Dicharachero como un chiquillo —cuenta que a los 11 años comprendió
que existía, la más profunda de las iluminaciones, y que entonces se
propuso no crecer nunca—, dispuesto a lo que le echen, Gaarder (Oslo,
1952) se apeó este miércoles en Madrid para pronunciar el discurso
inaugural de la Casa del Lector, en el Matadero,
un proyecto pionero para la investigación, formación y difusión de la
lectura y el arte. Responde con un chorro incontrolable que brota de una
amplia y permanente sonrisa enmarcada en un rostro rubicundo. ¿Se
imagina él un mundo sin libros? “Es difícil”, se detiene, cavila. “Pero
creo que realmente no los necesitamos: lo que hace falta son las
historias”. Él creció en una casa repleta de volúmenes, pero nunca fue
uno de los que los devoran: su pasión por la filosofía llegó por otra
vía, la de la duda. “Cuando era pequeño mis padres me dieron la libertad
de preguntar sin sufrir intolerancia”. Y eso es lo que intenta poner en
valor tanto con Me pregunto… como con el resto de sus
trabajos, muchos pensados para un público infantil: la trascendencia de
objetar, de ponderar, de ver el mundo, siempre, por los ojos de un niño.
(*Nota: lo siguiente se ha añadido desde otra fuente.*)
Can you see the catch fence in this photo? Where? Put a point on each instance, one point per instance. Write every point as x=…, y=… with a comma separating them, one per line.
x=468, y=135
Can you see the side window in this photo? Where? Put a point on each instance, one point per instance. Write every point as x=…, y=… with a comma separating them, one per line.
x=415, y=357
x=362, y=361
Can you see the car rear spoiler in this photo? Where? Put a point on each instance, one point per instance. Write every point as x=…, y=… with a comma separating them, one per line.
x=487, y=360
“En Noruega tenemos un deporte que se llama la natación de bebés, y
que consiste en lanzar a los pequeños, incluso recién nacidos, a la
piscina. ¿Y sabes lo que pasa? Que no se ahogan, porque tienen una
habilidad innata. Pero si dejas pasar el tiempo, entonces tendrás que
enseñarles a nadar”. Con el ejemplo, uno de los tantos con los que
ilustra sus ideas, quiere subrayar la necesidad de educar en el
pensamiento crítico desde la cuna. También le sirve para llevar la
conversación al terreno de la sostenibilidad y la ecología, que percibe
como el problema filosófico más acuciante de nuestra época, y que
afectará, sobre todo, a los que están por venir. Sobre ese tema habló en
su discurso en la Casa del Lector. Y sobre él versa su más reciente
proyecto de novela, Anna. Una fábula sobre el clima de la Tierra y el medioambiente.
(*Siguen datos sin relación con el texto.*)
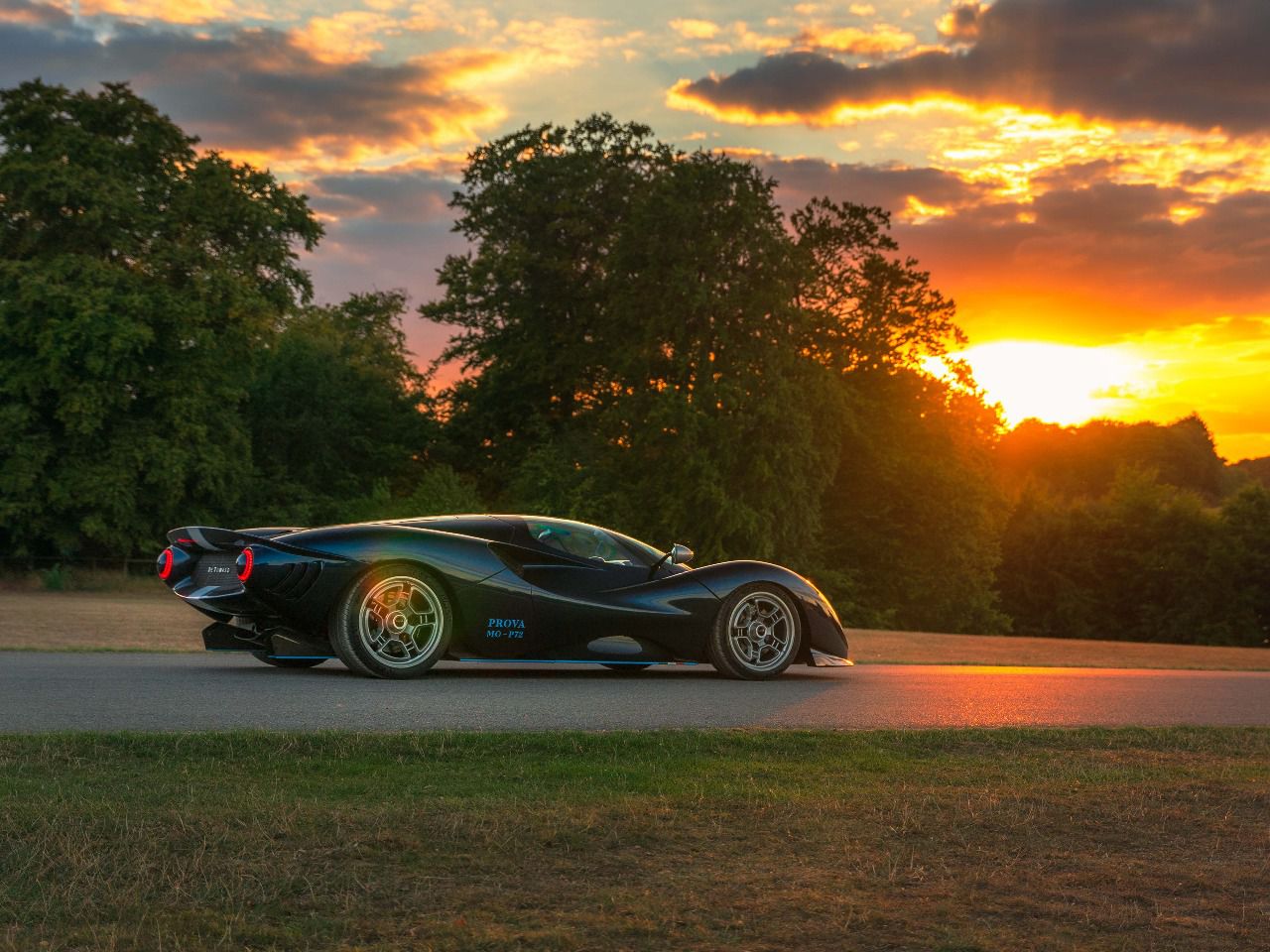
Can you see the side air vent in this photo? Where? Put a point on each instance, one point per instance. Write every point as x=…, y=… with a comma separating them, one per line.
x=299, y=578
“Hasta ahora, la Declaración Universal de los Derechos Humanos de 1948
era el mayor logro de la literatura y la filosofía, porque esas palabras
no salieron de la nada, sino que están basadas en la reflexión humana
fruto de miles de años. Pero también debemos enfocarnos en las
responsabilidades y las obligaciones”, concluye. “Espero que el siglo
XXI nos traiga una Declaración Universal de las Obligaciones Humanas”.